Hay intérpretes en los que la técnica dramática subsiste velada tras sus cuerpos, como si no existiera, o tal vez carecen efectivamente de ella y todo su trabajo consiste en una poética de la presencia que explota sabiamente su fotogenia en la imagen. No es el caso de Amalric, quien más bien subraya su condición de actor, hace visibles ante nosotros sus recursos: su manera de fumar para puntuar sus reacciones, su control sobre las inflexiones de voz, su mirada perdida y nerviosa que parece querer traspasar lo que mira… Es algo que va como anillo al dedo al cine de Desplechin, sembrado de reminiscencias cinéfilas y literarias, ficciones donde es oportuno y pertinente que se haga visible la teatralidad, la puesta en escena. Pero ese tipo de transparencia es mucho más explícita en el film de otro cineasta que atesora también un tour de force de Amalric: en La Venus de las pieles (La Vénus à la fourrure, 2013), es un director teatral que acaba haciendo de intérprete en la puesta en escena de su propia vida a lo largo de un ensayo que deviene representación. Un personaje que, además, nos hace pensar explícitamente en el realizador del film, Roman Polanski: Amalric prácticamente comparece caracterizado como el director de Repulsión (Repulsion, 1965), amén de sostener un duelo profesional —y, a la postre, vital— con la protagonista, que encarna portentosamente Emmanuelle Seigner, esposa y musa del director desde los años ochenta. Amalric evoluciona de uno de sus registros habituales a otro: del intelectual malhumorado al ser profundamente desestabilizado. Véase por ejemplo su estado de turbación cuando coloca las botas a Seigner, una vez ya asumidos los roles de dominado y dominadora, en el último tramo de la película (adaptación, por cierto, de la pieza teatral de David Ives inspirada, a su vez, en el texto de Leopold von Sacher-Masoch); cómo no pensar una vez más en Humbert Humbert, pintando las uñas de los pies de Dolores Haze. La turbia fragilidad de Amalric se convierte en una de las fuerzas motrices del film, en un elemento creador de una importancia central en una puesta en escena que parece estremecerse como su protagonista, como si ambos se desnudaran desarmados ante nuestros ojos.

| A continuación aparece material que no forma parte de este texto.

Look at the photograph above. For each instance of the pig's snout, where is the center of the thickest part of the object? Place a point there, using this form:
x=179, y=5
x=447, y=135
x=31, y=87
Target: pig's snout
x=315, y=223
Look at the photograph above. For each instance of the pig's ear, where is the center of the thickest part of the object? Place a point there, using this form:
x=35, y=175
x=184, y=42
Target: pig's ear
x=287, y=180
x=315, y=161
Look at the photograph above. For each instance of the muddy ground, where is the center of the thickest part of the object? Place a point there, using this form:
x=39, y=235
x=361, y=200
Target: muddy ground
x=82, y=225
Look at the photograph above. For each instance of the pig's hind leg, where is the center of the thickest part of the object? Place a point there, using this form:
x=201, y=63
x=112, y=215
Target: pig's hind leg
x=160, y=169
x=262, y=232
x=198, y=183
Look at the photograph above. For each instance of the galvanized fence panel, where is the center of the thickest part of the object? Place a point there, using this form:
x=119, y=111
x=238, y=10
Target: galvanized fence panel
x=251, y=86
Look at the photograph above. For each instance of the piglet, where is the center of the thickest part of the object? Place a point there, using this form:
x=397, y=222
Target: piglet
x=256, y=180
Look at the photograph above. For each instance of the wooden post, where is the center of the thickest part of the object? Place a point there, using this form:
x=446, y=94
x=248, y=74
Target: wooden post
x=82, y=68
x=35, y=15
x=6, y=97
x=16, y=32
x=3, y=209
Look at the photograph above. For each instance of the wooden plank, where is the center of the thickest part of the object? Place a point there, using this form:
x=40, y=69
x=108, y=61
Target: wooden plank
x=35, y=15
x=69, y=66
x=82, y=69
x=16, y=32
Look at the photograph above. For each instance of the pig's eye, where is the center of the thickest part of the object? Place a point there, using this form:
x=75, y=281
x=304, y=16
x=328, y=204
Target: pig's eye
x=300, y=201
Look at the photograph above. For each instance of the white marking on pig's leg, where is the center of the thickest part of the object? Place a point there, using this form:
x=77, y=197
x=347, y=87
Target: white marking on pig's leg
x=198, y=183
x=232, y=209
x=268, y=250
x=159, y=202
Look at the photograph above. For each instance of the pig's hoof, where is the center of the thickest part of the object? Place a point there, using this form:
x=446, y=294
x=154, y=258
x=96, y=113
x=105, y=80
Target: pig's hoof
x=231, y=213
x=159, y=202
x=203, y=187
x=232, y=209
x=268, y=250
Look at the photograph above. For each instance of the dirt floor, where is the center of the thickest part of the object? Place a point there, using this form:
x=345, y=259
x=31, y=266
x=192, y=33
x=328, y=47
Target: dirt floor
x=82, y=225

El propio Amalric ha incidido en el diálogo con el arte dramático, en la transparencia de la puesta en escena y en los ecos de la vida real en la imagen cinematográfica cuando se ha puesto tras la cámara: véase la troupe hedonista de Tournée (2010) cuya harmonía en el caos parece una declaración de principios por parte de su autor; o véase su briosa adaptación de L’Illusion comique (2010), que parece querer maridar el texto de Pierre Corneille con la forma de un film policiaco, género al que volverá para adaptar a Georges Simenon en El cuarto azul (La Chambre bleue, 2014). Son realizaciones muy notables aunque, quizás, su logro mayor hasta ahora como realizador haya sido Barbara (2017), donde parece hacer suyo el mismo juego entre cine y vida real de La venus de las pieles o, más bien, el de Opening Night (1977), de John Cassavetes. Partiendo de la figura de la cantante, que es encarnada por la antigua pareja de Amalric, Jeanne Balibar, Barbara deviene un film extraña y originalmente teatralizante entregado a la ruptura de la cuarta pared. “No se trataba de filmar a Barbara, sino de filmar a una actriz que interpretaba a Barbara”, explica en la entrevista que publicó Caimán. Cuadernos de Cine en abril de 2018 (número 121), donde también afirma, hablando de la protagonista: “Este film es también un documental sobre ella: vemos a una cantante en pleno trabajo, Barbara, pero igualmente el trabajo de una actriz, Balibar. (…) Esa mentira compartida con el espectador que es el cine, algo tan sensual, debía provocarme el deseo de filmar todo eso. Y lo hizo”. Fijémonos también en que, cuando Amalric se dirige a sí mismo, le gusta cultivar ese personaje algo brusco y gruñón, a veces estrafalario, que de alguna manera recorre la mayoría de sus interpretaciones.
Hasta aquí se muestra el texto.